I typically try to stay out of the Microsoft wars because I’m pre-labeled as a sour grapes ex-employee or a ex-employee, kool-aid drinking shill, depending on how people view what I say.
Robert Scoble asked the question about what I and other VCs would think about the eWeek article entitled: Is .Net Failing to Draw Venture Capital Loyalty?
So, I hoped over and read the article. There are a couple of things worth commenting on.
First, and probably most important, is this whole notion of Venture Capital Loyalty.
With respect to Mary Jo Foley and Darryl Taft (the writers), they are missing a rather fundamental point about VCs in general. We, as a group, aren’t loyal to anything component technology, that’s just silly. To make a headline out of that comment is, well, it’s entertainment let’s just put it that way.
VCs who specialize in technology might focus on tools or electronic commerce, biometrics, RFID, VOIP, or any number of a zillion other technologies. The key word is focus. They do a ton of research, get seriously smart on the topic and try to invest in companies that will deliver value to the limited partners who have put up the cash in the first place.
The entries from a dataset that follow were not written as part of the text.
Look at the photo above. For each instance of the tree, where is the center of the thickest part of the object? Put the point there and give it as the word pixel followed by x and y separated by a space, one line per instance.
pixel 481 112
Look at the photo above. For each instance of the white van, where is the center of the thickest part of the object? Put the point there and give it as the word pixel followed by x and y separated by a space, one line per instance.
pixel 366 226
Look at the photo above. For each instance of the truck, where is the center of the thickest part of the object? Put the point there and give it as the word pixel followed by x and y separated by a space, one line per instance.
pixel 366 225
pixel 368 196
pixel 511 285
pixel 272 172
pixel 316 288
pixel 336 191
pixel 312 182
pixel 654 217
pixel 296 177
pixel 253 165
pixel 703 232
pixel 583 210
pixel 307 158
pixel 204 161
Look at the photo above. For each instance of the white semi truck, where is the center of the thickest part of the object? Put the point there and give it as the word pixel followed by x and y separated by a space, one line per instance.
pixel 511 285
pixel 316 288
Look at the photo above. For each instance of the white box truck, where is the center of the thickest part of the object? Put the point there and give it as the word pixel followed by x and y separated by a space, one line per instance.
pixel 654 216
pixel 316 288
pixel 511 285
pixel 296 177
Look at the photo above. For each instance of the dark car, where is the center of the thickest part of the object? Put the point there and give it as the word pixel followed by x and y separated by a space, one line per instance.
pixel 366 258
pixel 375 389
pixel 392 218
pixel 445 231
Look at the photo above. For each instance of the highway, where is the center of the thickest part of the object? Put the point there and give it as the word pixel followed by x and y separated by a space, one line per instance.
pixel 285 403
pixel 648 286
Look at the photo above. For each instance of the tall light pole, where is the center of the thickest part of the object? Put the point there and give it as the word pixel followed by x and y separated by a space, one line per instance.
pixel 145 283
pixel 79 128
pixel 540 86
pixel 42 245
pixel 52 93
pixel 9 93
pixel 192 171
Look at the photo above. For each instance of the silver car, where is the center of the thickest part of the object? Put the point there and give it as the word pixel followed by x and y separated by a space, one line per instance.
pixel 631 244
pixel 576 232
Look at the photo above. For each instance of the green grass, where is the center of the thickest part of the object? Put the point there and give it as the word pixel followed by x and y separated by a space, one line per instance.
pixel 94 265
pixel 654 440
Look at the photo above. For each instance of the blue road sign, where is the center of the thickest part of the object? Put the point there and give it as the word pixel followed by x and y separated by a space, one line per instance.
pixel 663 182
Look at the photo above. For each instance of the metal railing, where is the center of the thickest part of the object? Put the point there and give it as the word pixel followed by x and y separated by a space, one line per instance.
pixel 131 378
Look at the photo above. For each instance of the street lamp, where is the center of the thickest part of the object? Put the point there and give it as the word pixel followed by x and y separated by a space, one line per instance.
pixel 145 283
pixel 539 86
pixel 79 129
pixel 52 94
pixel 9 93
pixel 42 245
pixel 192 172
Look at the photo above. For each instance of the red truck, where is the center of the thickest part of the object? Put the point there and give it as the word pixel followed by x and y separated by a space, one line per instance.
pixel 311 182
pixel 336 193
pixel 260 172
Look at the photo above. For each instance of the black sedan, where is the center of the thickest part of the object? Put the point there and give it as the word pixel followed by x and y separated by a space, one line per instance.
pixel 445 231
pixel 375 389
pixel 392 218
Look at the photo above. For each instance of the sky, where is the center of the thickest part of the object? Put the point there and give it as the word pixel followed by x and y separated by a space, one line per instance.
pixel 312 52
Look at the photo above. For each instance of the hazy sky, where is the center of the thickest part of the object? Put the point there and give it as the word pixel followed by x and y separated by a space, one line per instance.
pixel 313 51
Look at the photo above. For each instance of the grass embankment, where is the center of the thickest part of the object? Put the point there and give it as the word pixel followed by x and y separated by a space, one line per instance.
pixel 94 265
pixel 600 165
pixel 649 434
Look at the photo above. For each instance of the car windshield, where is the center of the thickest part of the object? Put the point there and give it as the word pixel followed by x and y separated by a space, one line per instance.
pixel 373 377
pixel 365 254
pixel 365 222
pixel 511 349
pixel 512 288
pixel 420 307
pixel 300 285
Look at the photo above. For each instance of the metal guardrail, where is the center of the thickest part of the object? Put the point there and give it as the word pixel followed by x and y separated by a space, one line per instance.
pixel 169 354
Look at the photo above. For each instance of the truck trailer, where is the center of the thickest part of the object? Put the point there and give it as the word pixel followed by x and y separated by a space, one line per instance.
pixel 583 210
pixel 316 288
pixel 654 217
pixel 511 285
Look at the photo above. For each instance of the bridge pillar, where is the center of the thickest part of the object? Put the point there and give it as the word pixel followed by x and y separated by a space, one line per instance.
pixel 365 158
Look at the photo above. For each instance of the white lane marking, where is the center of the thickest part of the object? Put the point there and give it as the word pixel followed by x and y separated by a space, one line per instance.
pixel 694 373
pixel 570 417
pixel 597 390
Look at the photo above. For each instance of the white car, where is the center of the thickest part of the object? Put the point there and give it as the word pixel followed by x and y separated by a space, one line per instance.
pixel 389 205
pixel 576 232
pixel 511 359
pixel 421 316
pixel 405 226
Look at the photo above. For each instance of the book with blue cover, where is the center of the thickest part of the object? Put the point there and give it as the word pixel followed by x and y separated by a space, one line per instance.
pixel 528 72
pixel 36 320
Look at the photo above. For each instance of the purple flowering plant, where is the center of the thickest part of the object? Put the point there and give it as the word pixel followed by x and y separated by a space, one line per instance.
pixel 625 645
If somebody, for example, showed up with the killer application that finally allows home movies to be compressed into 1/32th of the file size, transmitted at 10x speed of today, and played full screen at HDTV resolution on your laptop with complete security and DRM (evil!), most VCs aren’t going to be walking from the potential investment because of a technology ‘loyalty’ be it .Net, J2EE, Ruby, Ajax or Cobol.
That’s simply not how the process works.
Brad Silverberg made this very point in three separate places. Ignition is technology agnostic, doesn’t care, looks for returns as the key motivation. To eWeek’s credit they give that point a fair amount of ink.
But you have to give Mary Jo credit for earning her pay. She appears to have gotten the two quotes she needed in order to jump to the loyalty comment. The first comment was that, no, Ignition hasn’t made any .net investments. Now, keep in mind what this actually means. It means that companies they have invested in are developing on an open source or non .net platform. This has nothing to do with Ignition’s loyalty to .net, nothing at all.
If you wanted to make the observation that out of the last, say, 150 start ups funded, 137 of them are based on non-Microsoft technologies and Ignition was a data point, well, now you’ve got something to report on that’s based on simple numbers with some good quotes by Brad. But zip to do with loyalty and everything to do with reality and what’s coming in the front door.
The second quote, or series of comments, concerned Microsoft answering questions about how to make money by investing in .Net. Here again, great stuff by a very smart, senior, former executive of Microsoft making points about developers investing time, money, effort into building products that are based on .net without really knowing how those companies are going to make money. Brad’s points are dead on. In order to have a successful ecosystem come out of .net, you have to demonstrate to the start up/developer community that there is money to be made. Again, nothing to do with VC loyalty toward .Net.
The article has this quote:
“Silverberg said he hopes Microsoft chooses the former, because, ‘We'd love to create more billion-dollar companies by investing in .Net.’”
And presto we have those investing in .net comments, we haven’t yet, hence, we aren’t loyal. He obviously meant doing investments in companies that are based on the .net technologies, but the reporters decided to go for the literal and, well, there you go. Slice -n– dice it anyway you want, nothing Brad said has anything to do with loyalty toward one set of technologies over another.
This is, in my view, lazy reporting. Forget the lack of other VCs being quoted because most would probably say the same thing, i.e we aren’t loyalty one way or the other and would answer the questions of investments honestly; you either have a portfolio company developing with .net or you don’t.
It’s lazy reporting because Mary Jo (who’s been around and knows better) is skipping over how VC firms work and using a set of quotes out of context to lay out a conclusion with a headline that simply isn’t true (in the literal sense) or based on business realities. She has facts that could have reported the point (I think) she was trying to make without being lazy and inaccurate about how VC firms work.
Are more companies with a non-Microsoft core being funded today then Microsoft centric companies? My data says yes, your mileage may vary, ask a VC near you.
Well, the reported experiences of those who aren't VCs but have worked with them shows that technology loyalty isn't quite as much a myth as you say it is...but, to whatever extent the picture you paint is accurate, I'd say it's for the best.
VCs are in business to make money for their investors, not to push the products of particular vendors. Pushing a vendor's products is a job for that vendor's marketing and sales departments...not the investment community.
Posted by: Matt | July 19, 2005 at 02:22
I'm kinda wondering what Microsoft's next "Big Idea" is.
All I've seen in the last 10 years have been incredmental improvements on Windows '95.
But so what?
I'm not dissing MS. I guess y point is, once you become a monopoly, it's hard not to become a commodity.